Linguistic and extra-linguistic parameters for early detection of cognitive impairment
With an increasing aging pyramid the number of people with cognitive dysfunctions, such as various types of dementia, has grown at a high rate. However, years before the clinical onset symptoms of dementia, patients exhibit serious deficits in their oral and written communication and visual short-term memory, signs that can be measured and serve as a complement to medical evidence to discriminate the performance of healthy (elderly) controls or even predict poor cognitive health in late life. The aim of the project (2016-2019) is to apply and explore automatic linguistic analysis to language samples produced by persons at various stages of cognitive decline in order to identify important linguistic markers that can be used as a complementary, early diagnostic, prognostic or screening tool.
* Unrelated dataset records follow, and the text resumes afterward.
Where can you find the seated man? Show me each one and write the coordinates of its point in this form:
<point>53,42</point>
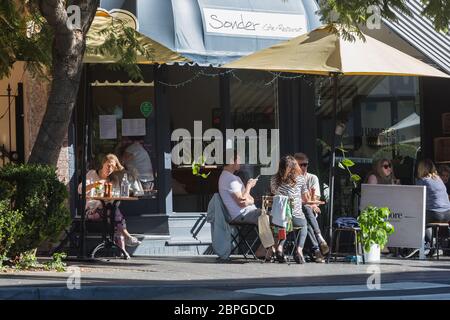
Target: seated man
<point>235,196</point>
<point>319,245</point>
<point>444,173</point>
Language, or rather linguistic performance in this context, are various forms of spoken or written language production and comprehension, e.g. transcripts of audio-recorded utterances; accessible language-based interaction through the web or measures from an eye tracking device. A correct and timely diagnosis of neurodegenerative brain disorders, such as Alzheimer’s disease, and differentiation of various types of dementia is of great importance to clinicians. The project intends to perform research in the areas of Natural Language Processing (NLP) that will allow us to broaden opportunities for multidisciplinary research activities between researchers from humanities, computer sciences and medicine.
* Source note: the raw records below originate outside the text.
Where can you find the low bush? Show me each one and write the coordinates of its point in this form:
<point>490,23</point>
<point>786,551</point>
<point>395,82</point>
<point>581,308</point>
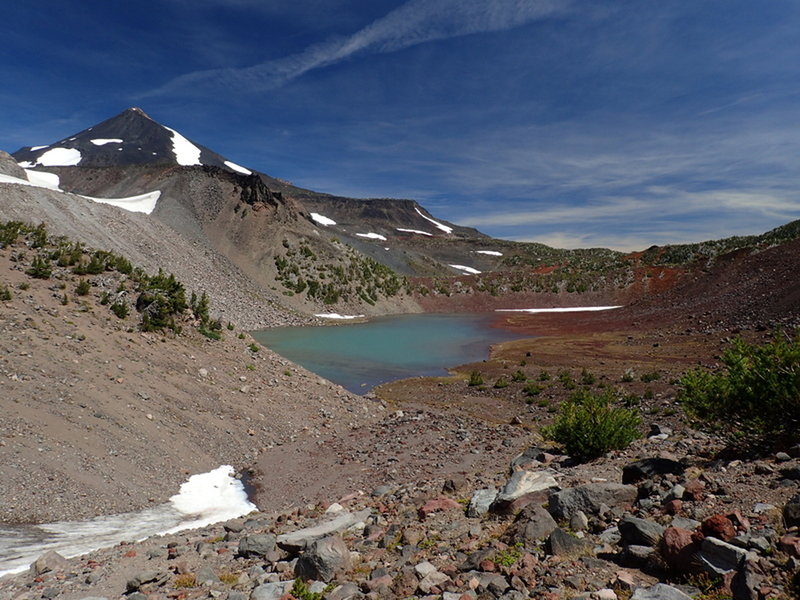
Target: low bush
<point>753,399</point>
<point>588,425</point>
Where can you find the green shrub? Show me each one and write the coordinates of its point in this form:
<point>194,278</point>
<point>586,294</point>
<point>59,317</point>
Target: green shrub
<point>40,268</point>
<point>588,425</point>
<point>121,309</point>
<point>501,382</point>
<point>754,399</point>
<point>475,378</point>
<point>83,288</point>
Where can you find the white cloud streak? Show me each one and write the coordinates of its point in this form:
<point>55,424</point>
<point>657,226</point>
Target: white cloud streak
<point>415,22</point>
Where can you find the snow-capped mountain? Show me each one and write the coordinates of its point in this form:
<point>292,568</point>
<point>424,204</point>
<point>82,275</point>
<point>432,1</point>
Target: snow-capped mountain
<point>130,138</point>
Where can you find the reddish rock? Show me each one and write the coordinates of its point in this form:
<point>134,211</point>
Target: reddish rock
<point>740,522</point>
<point>673,507</point>
<point>790,544</point>
<point>718,526</point>
<point>487,565</point>
<point>677,548</point>
<point>437,505</point>
<point>695,490</point>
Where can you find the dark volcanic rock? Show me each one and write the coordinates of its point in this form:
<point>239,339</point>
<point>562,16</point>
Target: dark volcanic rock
<point>649,467</point>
The aim of the project is to adapt, develop and test methods that in isolation have shown promising outcomes on tasks related to the project’s focus; i.e. (early) detection of dementia, differentiating between various dementia types and controls and also increase our understanding of the cognitive processes that underlie written text and certain forms of spoken language production. Unlike previous models, based solely on a certain aspect of language abilities (i.e. on written or spoken language alone), the project is comprehensive and more likely to provide new insights in the area of dementia detection and improve practices applied so far. The project will build on the success stories of the past and focus on the interplay between various types of technologies that hold the potential to provide reliable estimates for the detection of cognitive decline. The project emphasizes its interdisciplinary nature, by bringing together researchers from humanities (computational linguistics/language technology), computer science and medicine, and foresees the development of a comprehensive set of novel analytic approaches not explored jointly in the past. Discovering evidence about linguistic performance and identifying whether the addition of new ways for investigating, combining and evaluating measurement and other parameters for improvement of established models can advance our understanding of: i) the boundaries between normal aging and dementia; ii) its effects on linguistic performance extrapolated from various sources and iii) whether effects of cognitive decline can be seen across (daily) language production. NLP in health care has recently started to receive increasing attention worldwide by addressing questions where "language", in a wide sense, seems to have a lot to offer. New ideas and application of methods from computational linguistics and NLP to real-world problems in health are welcome and we look forward to a close collaboration with prof. Graeme Hirst and his colleagues, whose novel research in the area of detecting AD, and other forms of cognitive decline is leading in finding new ways for tackling such degenerative conditions.